直接將二姨娘叫去訓斥一頓,說她教女無方。
也默許了親事,只吩咐一切從簡。
沈池魚不再詢問,此事已成定局,不管日后鬧成什么樣,都與她干系不大。
覷著自家小姐的神色,雪青咬了咬唇,問出自己的疑惑。
“小姐,您和老爺……是冰釋前嫌了嗎?”
冰釋前嫌?
沈池魚咀嚼著這四個字,倏然笑了起來。
“傷害過我的人,我都不會原諒。”
十五年的苦楚,五年的漠視和冤枉,整整二十年。
不是幾句關懷能抵消。
沈池魚很清楚,她和沈縉沒有什么父女情深,以前沒有,現在沒有,以后更不會有。
現在的相安無事,不過是因為她需要用到相府的名號,需要沈縉的權勢作為暫時的庇護。
維持著表面上的父慈女孝,維持表面的和諧。
沈家人中,唯一能讓沈池魚給出幾分真心關懷的是沈明敘。
雪青得到回答,舒了口氣:“奴婢明白了。”
她不再多問,默默地將晾涼的茶水換上一杯新的,躬身退出房間,去找十三玩去了。
又過了兩日,沈池魚在書房練字,比起一年前,她的字又進步了很多。
在讀書識字上,江辭對她的要求比夫子還要嚴格。
雪青拿著一封精致的帖子進來,“小姐,鎮北王府的帖子,衛姑娘邀您過府參加金秋宴。”
沈池魚接過打開,上面是衛凝飛揚的字跡,說府中得了金盆名貴菊花,特邀京中貴女一聚賞花品名。
“小姐要去嗎?”
“去看看吧。”
衛凝最煩這些宴會,現在辦宴,應該不單單是為了賞花。
上次封賞風波后,最終由謝無妄提議,讓皇帝給衛凝封了個郡主的名號,和趙羲和一樣。
也算是變相的將衛凝再次押在了京都。
于公于私,她都該去見一見衛凝。
放下帖子,沈池魚繼續提筆練字。
金秋宴這日,天高云淡,風里帶著桂花的甜香。
鎮北王府門門前馬車絡繹不絕,一小半沖著和‘明慧’郡主交好,大半是沖著年輕的鎮北王。
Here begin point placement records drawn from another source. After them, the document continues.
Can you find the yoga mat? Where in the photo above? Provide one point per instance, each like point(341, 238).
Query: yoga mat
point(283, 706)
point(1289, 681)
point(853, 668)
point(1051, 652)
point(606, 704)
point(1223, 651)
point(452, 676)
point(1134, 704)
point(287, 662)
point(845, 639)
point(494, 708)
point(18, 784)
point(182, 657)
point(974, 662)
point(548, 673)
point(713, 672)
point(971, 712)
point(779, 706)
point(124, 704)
衛崢如今是擁有北境實權的將軍,深得帝王倚重,不少官員心思更加活泛起來。
和當初的世子妃不同,這要是把女兒嫁進來,可是實打實的王妃。
哪怕做側室,也好過給普通人家當正妻。
沈池魚到的不早不晚,遞上帖子,便被熱情周到的侍女引著往府內走去。
鎮北王府符合大家對武將的印象,開闊疏朗,亭臺樓閣也顯得粗獷大氣。
園中果然擺滿了各色各品的菊花,爭奇斗艷,引得眾人駐足品評。
沈池魚對花花草草了解不多,沒去看那些所謂的名貴花卉,而是尋著衛凝的身影。
衛凝今日沒有著勁裝,而是換一身石榴紅的羅裙,常年不變的馬尾也綰成了繁復的發髻,佩戴赤金發簪。